To extend our previous approach to the more standard notion of an \(L_p\) norm, we simply take the sum we used before and rescale things by taking a \(p^{th}\) root. This gives the formula for the \(L_p\) norm of any vector, \(v = (v_1, v_2, \ldots, v_n)\), as,
$$
|v|_p = (\sum_i |v_i|^p)^\frac{1}{p}.
$$
When \(p = 2\), this formula reduces to the familiar formula for the length of a vector:
$$
|v|_2 = \sqrt{\sum_i v_i^2}.
$$

In the last post, the vector we cared about was the vector of elementwise discrepancies, \(v = (x_1 – s, x_2 – s, \ldots, x_n – s)\). We wanted to minimize the overall size of this vector in order to make \(s\) a good summary of \(x_1, \ldots, x_n\). Because we were interested only in the minimum size of this vector, it didn’t matter that we skipped taking the \(p^{th}\) root at the end because one vector, \(v_1\), has a smaller norm than another vector, \(v_2\), only when the \(p^{th}\) power of that norm smaller than the \(p^{th}\) power of the other. What was essential wasn’t the scale of the norm, but rather the value of \(p\) that we chose. Here we’ll follow that approach again. Specifically, we’ll again be working consistently with the \(p^{th}\) power of an \(L_p\) norm:
$$
|v|_p^p = (\sum_i |v_i|^p).
$$

The Regression Problem

Using \(L_p\) norms to measure the overall size of a vector of discrepancies extends naturally to other problems in statistics. In the previous post, we were trying to summarize a list of numbers by producing a simple summary statistic. In this post, we’re instead going to summarize the relationship between two lists of numbers in a form that generalizes traditional regression models.

Instead of a single list, we’ll now work with two vectors: \((x_1, x_2, \ldots, x_n)\) and \((y_1, y_2, \ldots, y_n)\). Because we like simple models, we’ll make the very strong (and very convenient) assumption that the second vector is, approximately, a linear function of the first vector, which gives us the formula:
$$
y_i \approx \beta_0 + \beta_1 x_i.
$$

In practice, this linear relationship is never perfect, but only an approximation. As such, for any specific values we choose for \(\beta_0\) and \(\beta_1\), we have to compute a vector of discrepancies: \(v = (y_1 – (\beta_0 + \beta_1 x_1), \ldots, y_n – (\beta_0 + \beta_1 x_n))\). The question then becomes: how do we measure the size of this vector of discrepancies? By choosing different norms to measure its size, we arrive at several different forms of linear regression models. In particular, we’ll work with three norms: the \(L_0\), \(L_1\) and \(L_2\) norms.

As we did with the single vector case, here we’ll define discrepancies as,
$$
d_i = |y_i – (\beta_0 + \beta_1 x_i)|^p,
$$
and the total error as,
$$
E_p = \sum_i |y_i – (\beta_0 + \beta_1 x_i)|^p,
$$
which is the just the \(p^{th}\) power of the \(L_p\) norm.

Several Forms of Regression

In general, we want estimate a set of regression coefficients that minimize this total error.
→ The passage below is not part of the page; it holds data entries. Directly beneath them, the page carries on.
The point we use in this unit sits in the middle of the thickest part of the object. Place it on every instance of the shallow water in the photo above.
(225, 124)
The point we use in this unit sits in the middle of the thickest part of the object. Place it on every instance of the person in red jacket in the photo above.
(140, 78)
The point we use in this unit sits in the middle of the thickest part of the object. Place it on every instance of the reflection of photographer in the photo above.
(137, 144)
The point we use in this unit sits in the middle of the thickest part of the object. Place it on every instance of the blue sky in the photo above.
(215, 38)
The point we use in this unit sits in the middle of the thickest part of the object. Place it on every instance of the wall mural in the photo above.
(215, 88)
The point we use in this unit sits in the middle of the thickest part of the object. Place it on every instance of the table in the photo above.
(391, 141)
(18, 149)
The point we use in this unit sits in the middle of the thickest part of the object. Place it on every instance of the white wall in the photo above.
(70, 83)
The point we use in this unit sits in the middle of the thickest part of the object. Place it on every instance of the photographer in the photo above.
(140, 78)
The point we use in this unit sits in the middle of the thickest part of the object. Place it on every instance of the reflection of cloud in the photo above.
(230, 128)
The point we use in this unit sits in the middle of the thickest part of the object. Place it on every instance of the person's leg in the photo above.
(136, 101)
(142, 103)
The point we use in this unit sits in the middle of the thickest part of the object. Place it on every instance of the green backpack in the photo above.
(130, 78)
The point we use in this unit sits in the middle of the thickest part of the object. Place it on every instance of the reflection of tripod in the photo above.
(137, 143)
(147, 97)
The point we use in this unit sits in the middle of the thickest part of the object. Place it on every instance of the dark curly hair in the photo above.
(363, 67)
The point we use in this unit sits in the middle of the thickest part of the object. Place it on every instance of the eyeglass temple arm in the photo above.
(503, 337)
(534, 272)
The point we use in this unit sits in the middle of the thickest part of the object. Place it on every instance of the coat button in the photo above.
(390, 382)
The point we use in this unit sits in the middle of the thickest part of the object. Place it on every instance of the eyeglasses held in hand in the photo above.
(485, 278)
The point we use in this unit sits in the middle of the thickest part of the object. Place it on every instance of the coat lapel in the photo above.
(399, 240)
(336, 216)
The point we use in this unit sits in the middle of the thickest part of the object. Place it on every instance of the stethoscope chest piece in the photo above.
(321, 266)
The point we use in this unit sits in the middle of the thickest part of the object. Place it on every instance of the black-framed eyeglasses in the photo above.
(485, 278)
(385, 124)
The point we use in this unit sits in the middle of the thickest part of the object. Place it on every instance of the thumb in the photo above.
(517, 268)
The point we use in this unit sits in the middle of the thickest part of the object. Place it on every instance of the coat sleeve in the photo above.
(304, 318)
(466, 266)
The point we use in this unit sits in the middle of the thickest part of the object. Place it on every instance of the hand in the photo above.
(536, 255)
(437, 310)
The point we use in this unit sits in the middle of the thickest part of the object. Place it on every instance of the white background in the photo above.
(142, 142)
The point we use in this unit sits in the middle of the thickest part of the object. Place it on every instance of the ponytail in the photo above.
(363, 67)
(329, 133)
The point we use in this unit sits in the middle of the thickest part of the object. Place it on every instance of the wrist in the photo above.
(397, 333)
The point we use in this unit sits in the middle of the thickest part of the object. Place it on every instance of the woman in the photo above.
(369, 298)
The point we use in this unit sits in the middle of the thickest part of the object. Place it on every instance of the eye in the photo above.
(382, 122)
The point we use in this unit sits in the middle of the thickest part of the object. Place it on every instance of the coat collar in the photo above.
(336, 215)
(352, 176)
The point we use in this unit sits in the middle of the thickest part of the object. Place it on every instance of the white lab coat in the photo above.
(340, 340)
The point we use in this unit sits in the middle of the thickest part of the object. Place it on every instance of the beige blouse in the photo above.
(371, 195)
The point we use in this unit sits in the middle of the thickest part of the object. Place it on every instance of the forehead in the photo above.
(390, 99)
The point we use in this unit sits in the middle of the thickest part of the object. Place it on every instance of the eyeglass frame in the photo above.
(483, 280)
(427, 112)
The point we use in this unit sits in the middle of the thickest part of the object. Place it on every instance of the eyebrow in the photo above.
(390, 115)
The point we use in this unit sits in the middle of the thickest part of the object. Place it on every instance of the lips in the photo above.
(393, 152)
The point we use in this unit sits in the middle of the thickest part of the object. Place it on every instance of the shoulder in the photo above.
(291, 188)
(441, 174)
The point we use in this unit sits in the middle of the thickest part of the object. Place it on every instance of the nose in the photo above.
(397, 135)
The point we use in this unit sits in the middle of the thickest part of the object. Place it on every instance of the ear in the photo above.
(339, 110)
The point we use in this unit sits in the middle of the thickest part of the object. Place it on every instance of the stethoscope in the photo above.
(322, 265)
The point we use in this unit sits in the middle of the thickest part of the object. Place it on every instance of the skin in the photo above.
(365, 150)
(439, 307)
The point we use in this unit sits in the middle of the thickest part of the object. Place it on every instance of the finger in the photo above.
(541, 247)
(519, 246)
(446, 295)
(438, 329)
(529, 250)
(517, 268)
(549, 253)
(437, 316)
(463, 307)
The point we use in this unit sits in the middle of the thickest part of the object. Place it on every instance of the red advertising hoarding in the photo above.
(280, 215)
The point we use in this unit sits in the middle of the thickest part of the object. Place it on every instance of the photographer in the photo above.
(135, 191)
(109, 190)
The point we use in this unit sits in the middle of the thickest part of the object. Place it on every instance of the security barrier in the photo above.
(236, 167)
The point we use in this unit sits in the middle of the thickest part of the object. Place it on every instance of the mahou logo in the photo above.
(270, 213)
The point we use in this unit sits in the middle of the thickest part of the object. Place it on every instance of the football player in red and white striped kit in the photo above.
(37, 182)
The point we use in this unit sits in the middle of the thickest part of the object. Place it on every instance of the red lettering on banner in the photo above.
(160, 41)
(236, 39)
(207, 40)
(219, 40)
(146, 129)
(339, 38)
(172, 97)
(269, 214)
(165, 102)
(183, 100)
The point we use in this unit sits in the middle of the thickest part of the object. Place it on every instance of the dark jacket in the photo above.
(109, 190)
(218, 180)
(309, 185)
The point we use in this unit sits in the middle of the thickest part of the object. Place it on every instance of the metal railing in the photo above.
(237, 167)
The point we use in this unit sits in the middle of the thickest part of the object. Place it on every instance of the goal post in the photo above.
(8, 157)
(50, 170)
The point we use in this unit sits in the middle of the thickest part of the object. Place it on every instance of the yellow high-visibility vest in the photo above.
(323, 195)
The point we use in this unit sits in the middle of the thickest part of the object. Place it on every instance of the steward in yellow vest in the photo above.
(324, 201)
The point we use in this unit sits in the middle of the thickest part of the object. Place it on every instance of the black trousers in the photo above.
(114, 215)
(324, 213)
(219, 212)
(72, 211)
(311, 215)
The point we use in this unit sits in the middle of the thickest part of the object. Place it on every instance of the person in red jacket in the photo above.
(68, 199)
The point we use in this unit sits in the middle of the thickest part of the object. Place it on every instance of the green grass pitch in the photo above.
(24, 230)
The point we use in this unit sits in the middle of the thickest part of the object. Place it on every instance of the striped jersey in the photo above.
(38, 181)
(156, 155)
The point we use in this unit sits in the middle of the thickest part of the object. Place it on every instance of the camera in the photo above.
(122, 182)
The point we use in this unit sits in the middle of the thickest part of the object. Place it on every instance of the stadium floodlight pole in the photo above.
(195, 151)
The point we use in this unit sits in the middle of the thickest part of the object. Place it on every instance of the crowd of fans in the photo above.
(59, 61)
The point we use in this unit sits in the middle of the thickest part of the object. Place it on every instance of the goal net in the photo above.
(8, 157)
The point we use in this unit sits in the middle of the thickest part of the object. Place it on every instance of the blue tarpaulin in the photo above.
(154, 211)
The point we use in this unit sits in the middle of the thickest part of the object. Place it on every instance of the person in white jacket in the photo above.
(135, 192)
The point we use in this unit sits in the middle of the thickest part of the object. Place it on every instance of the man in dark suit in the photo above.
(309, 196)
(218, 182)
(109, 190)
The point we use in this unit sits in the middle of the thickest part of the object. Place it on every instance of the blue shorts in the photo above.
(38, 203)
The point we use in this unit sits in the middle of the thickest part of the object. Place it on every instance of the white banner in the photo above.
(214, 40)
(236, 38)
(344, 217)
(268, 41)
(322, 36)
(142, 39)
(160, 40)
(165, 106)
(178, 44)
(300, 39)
Different forms of linear regression appear when we alter the values of \(p\). As before, let’s consider three settings:
$$
E_0 = \sum_i |y_i – (\beta_0 + \beta_1 x_i)|^0
$$
$$
E_1 = \sum_i |y_i – (\beta_0 + \beta_1 x_i)|^1
$$
$$
E_2 = \sum_i |y_i – (\beta_0 + \beta_1 x_i)|^2
$$

What happens in these settings? In the first case, we select regression coefficients so that the line passes through as many points as possible. Clearly we can always select a line that passes through any pair of points. And we can show that there are data sets in which we cannot do better. So the \(L_0\) norm doesn’t seem to provide a very useful form of linear regression, but I’d be interested to see examples of its use.

In contrast, minimizing \(E_1\) and \(E_2\) define quite interesting and familiar forms of linear regression. We’ll start with \(E_2\) because it’s the most familiar: it defines Ordinary Least Squares (OLS) regression, which is the one we all know and love. In the \(L_2\) case, we select \(\beta_0\) and \(\beta_1\) to minimize,
$$
E_2 = \sum_i (y_i – (\beta_0 + \beta_1 x_i))^2,
$$
which is the summed squared error over all of the \((x_i, y_i)\) pairs. In other words, Ordinary Least Squares regression is just an attempt to find an approximating linear relationship between two vectors that minimizes the \(L_2\) norm of the vector of discrepancies.

Although OLS regression is clearly king, the coefficients we get from minimizing \(E_1\) are also quite widely used: using the \(L_1\) norm defines Least Absolute Deviations (LAD) regression, which is also sometimes called Robust Regression. This approach to regression is robust because large outliers that would produce errors greater than \(1\) are not unnecessarily augmented by the squaring operation that’s used in defining OLS regression, but instead only have their absolute values taken. This means that the resulting model will try to match the overall linear pattern in the data even when there are some very large outliers.

We can also relate these two approaches to the strategy employed in the previous post. When we use OLS regression (which would be better called \(L_2\) regression), we predict the mean of \(y_i\) given the value of \(x_i\). And when we use LAD regression (which would be better called \(L_1\) regression), we predict the median of \(y_i\) given the value of \(x_i\). Just as I said in the previous post, the core theoretical tool that we need to understand is the \(L_p\) norm. For single number summaries, it naturally leads to modes, medians and means. For simple regression problems, it naturally leads to LAD regression and OLS regression. But there’s more: it also leads naturally to the two most popular forms of regularized regression.

Regularization

If you’re not familiar with regularization, the central idea is that we don’t exclusively try to find the values of \(\beta_0\) and \(\beta_1\) that minimize the discrepancy between \(\beta_0 + \beta_1 x_i\) and \(y_i\), but also simultaneously try to satisfy a competing requirement that \(\beta_1\) not get too large. Note that we don’t try to control the size of \(\beta_0\) because it describes the overall scale of the data rather than the relationship between \(x\) and \(y\).

Because these objectives compete, we have to combine them into a single objective. We do that by working with a linear sum of the two objectives. And because both the discrepancy objective and the size of the coefficients can be described in terms of norms, we’ll assume that we want to minimize the \(L_p\) norm of the discrepancies and the \(L_q\) norm of the \(\beta\)’s. This means that we end up trying to minimize an expression of the form,
$$
(\sum_i |y_i – (\beta_0 + \beta_1 x_i)|^{p}) + \lambda (|\beta_1|^q).
$$

In most regularized regression models that I’ve seen in the wild, people tend to use \(p = 2\) and \(q = 1\) or \(q = 2\). When \(q = 1\), this model is called the LASSO. When \(q = 2\), this model is called ridge regression. In another approach, I’ll try to describe why the LASSO and ridge regression produce such different patterns of coefficients.